— А так… Принимается решение, чтобы животноводческую ферму нашу перевести на главную усадьбу. Что сейчас получается? Много коров здесь держать нельзя — кормов не хватает, придется с главной усадьбы возить. А молоко — на усадьбу, туда-сюда. Летом еще ничего, машины бегают, а как зимой все снегами забивает или весной по разливу? За морем телушка полушка, да рупь перевозу! Теперь вот думать надо — с фермой мне ехать или тут к чему прилепляться?
— А Лена?
— Ленке что, она по лесному делу — то ли тут может жить, то ли при лесничестве.
— Выходит, что разъезжаться придется?
— А вот подумаем. Оно-то все наладится, только по-старому уже не получится, тут развилка выходит…
Тем и кончился этот день. Но туман оседлал и ночь, даже стал еще плотнее, и была она тихой-тихой, как ни одна до этого. По-моему, даже петухи не пели, во всяком случае, никого из нас этот будильник со шпорами, заведенный в безвестные времена и до наших дней исправно работавший на Усухе, не разбудил и не потревожил до поры, когда его обязанности взяли на себя гуси…

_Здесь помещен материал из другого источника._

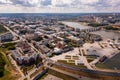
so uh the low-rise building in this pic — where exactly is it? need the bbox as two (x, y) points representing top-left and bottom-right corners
(11, 50), (40, 65)
(54, 47), (62, 55)
(11, 41), (40, 65)
(0, 32), (13, 42)
(39, 45), (51, 53)
(67, 36), (84, 45)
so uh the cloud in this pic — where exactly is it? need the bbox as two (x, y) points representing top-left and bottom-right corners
(80, 0), (99, 4)
(40, 0), (51, 6)
(0, 0), (119, 13)
(0, 0), (12, 4)
(51, 0), (73, 7)
(9, 0), (51, 7)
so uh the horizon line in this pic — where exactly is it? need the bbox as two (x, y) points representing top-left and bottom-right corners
(0, 12), (120, 14)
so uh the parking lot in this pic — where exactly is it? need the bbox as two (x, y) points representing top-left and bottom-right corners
(83, 41), (119, 58)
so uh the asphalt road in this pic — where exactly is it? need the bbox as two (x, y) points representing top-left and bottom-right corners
(3, 25), (120, 80)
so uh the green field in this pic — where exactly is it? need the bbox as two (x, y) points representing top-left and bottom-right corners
(86, 55), (97, 63)
(0, 52), (6, 77)
(0, 25), (8, 34)
(105, 26), (120, 31)
(96, 53), (120, 70)
(0, 52), (18, 80)
(57, 60), (87, 69)
(2, 43), (16, 50)
(0, 43), (20, 80)
(88, 23), (108, 27)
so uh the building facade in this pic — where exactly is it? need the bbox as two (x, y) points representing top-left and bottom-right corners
(0, 32), (13, 42)
(11, 41), (40, 65)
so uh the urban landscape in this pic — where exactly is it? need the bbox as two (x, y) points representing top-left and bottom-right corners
(0, 0), (120, 80)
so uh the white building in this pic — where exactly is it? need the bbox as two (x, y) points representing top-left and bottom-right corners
(0, 32), (13, 42)
(95, 17), (103, 23)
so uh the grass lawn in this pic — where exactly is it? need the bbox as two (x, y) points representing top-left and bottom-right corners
(68, 60), (75, 63)
(86, 55), (97, 63)
(0, 69), (19, 80)
(0, 69), (10, 80)
(0, 47), (20, 80)
(0, 49), (15, 71)
(72, 56), (79, 60)
(57, 60), (87, 69)
(65, 57), (71, 59)
(57, 60), (67, 63)
(96, 53), (120, 70)
(0, 25), (8, 34)
(0, 59), (19, 80)
(1, 43), (16, 50)
(65, 55), (71, 59)
(95, 63), (108, 69)
(87, 58), (95, 63)
(23, 64), (35, 73)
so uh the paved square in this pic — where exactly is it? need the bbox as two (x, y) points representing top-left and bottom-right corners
(43, 74), (63, 80)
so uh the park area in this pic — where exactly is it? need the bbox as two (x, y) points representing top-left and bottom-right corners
(0, 43), (20, 80)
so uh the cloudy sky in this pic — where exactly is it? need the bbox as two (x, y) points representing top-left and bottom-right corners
(0, 0), (120, 13)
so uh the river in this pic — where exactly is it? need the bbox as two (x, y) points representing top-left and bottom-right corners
(61, 21), (92, 30)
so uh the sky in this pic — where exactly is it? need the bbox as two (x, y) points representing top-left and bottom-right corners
(0, 0), (120, 13)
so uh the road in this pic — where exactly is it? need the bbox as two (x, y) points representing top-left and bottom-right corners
(79, 48), (93, 69)
(3, 25), (120, 80)
(45, 64), (97, 80)
(8, 54), (25, 80)
(3, 25), (22, 40)
(3, 25), (46, 58)
(3, 25), (52, 80)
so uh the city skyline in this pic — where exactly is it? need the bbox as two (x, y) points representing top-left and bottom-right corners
(0, 0), (120, 13)
(0, 7), (120, 80)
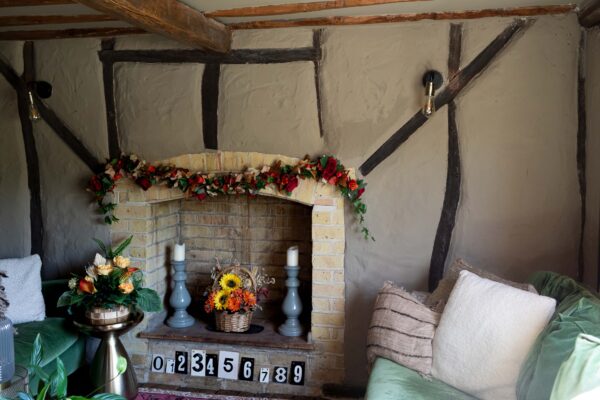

В начале третьей недели жизни на Усухе поближе познакомились мы с одним жителем, который довольно бодро пояснил, что он уже «на последнем уклоне своих лет». Старик хитер, опытен, умудрен многими тычками жизни. Очень любит поговорить, но речь вяжет замысловатыми петлями, извитьями и отводами, при которых иногда и много сказано, а ничего не утверждено, все предположительно да в догадку.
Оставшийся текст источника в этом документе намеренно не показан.